政界や芸能界はすっかり二世三世で溢れかえっている。
本来世襲である業界ならともかく、そうでない業界でも擬似世襲が目立つようになっている。
世襲に良い点があるとすると、身元が確実で、トラブルが起きた場合でも後処理や補償もリスクが小さい可能性が高いが、拗れた場合は大きく取り上げられるので火消しが不可能になるという大きなリスクも持ち合わせている。
二世三世の最大の良さが育ちの良さと業界のルールや人間関係を熟知してることだとすると、何の面白味もないがそのことが保険になってると考えると需要が高いことも理解できる、現代はそういう時代なのかもしれない。
元々は、育ちの良さが意味することとは家柄の良さだけで、それは親や先祖のおかげだけなのだが、そんな家柄が素晴らしい家系でも育ちの良さ格差が起きているかもしれない。
政治の世界の世襲は地盤・看板・鞄が受け継がれる。
Wikipediaでは三つのばんという意味で三バンとして取り上げられている。
分かりづらいのが鞄だが、これは資金のことで、昔は政治家が持ってるカバンの中には工作資金が詰め込まれていたからだろう。
一見世襲とは縁がなさそうな一般人の場合でも、この三バン的な価値観が現在では感じられる。
抽象的だが、三つ併せて『育ちが良さそう』がそれに当たるような気がする。
もちろん大前提として実力が大事というのは問われるが、それは一定水準をクリアすればそれ以上は問われないというような意味でだ。
その程度の実力があれば、育ちが勝負の決め手になるのだ。
育ちの良さには性格の良さは必須で、育ちが良くて性格も良ければ残念ながら外見も悪くないのだ。
わざわざ名前は上げないが、家柄が良いはずの代々政治家の家系や世襲の伝統芸能の世界にも下品な人は少なくないのを見ると、育ちの良さは家柄だけでは決定されないのだ。

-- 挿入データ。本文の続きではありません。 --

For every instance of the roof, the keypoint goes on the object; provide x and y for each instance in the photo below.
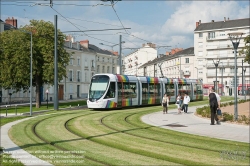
(92, 48)
(223, 24)
(186, 52)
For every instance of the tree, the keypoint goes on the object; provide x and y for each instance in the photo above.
(246, 49)
(15, 57)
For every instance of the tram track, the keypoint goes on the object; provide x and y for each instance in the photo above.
(59, 147)
(148, 128)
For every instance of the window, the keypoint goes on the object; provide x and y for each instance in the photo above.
(98, 68)
(78, 61)
(200, 62)
(200, 53)
(78, 76)
(211, 35)
(222, 70)
(71, 75)
(200, 44)
(108, 69)
(71, 61)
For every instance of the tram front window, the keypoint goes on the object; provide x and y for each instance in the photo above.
(98, 87)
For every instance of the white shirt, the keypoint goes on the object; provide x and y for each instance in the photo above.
(217, 97)
(186, 100)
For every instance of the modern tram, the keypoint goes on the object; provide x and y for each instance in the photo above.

実力のみでそれなりに成功を獲得していたはずのスポーツ選手が私生活の乱れから大きく評価を落とすことが最近少なくないが、これらも十把一絡げに『育ちが悪いから一流になりきれない』で片付けられそうだ。
だからこそプロ野球界では大谷翔平さんがダントツで光り輝くのだ。
実力の世界でも、実力があるだけでは賞賛は付いて来ない時代なのだ。
三つ子の魂百までという諺を信じるならば、育ちの良さは親の育て方に大きく依存するはず。
自分のようになれという思いを込めて育てられるのか、あるいは自分のようになるなという思いが込められるのかはともかくとして。
そんな育てられ方と成長に伴う自我の合わせ技の結果が、自分がよく知ってるはずの自分自身を作り上げるのだ。
『育ちは良かったのか?』と問われるまでもなく答えは一目瞭然のはず。
改めて考えると、誇らし気な気持ちになれる人と、少しホッとできる人と、落ち込んでしまう人にはっきり分かれるはずだ。
落ち込んでしまう人が多いことは言うまでもないだろう。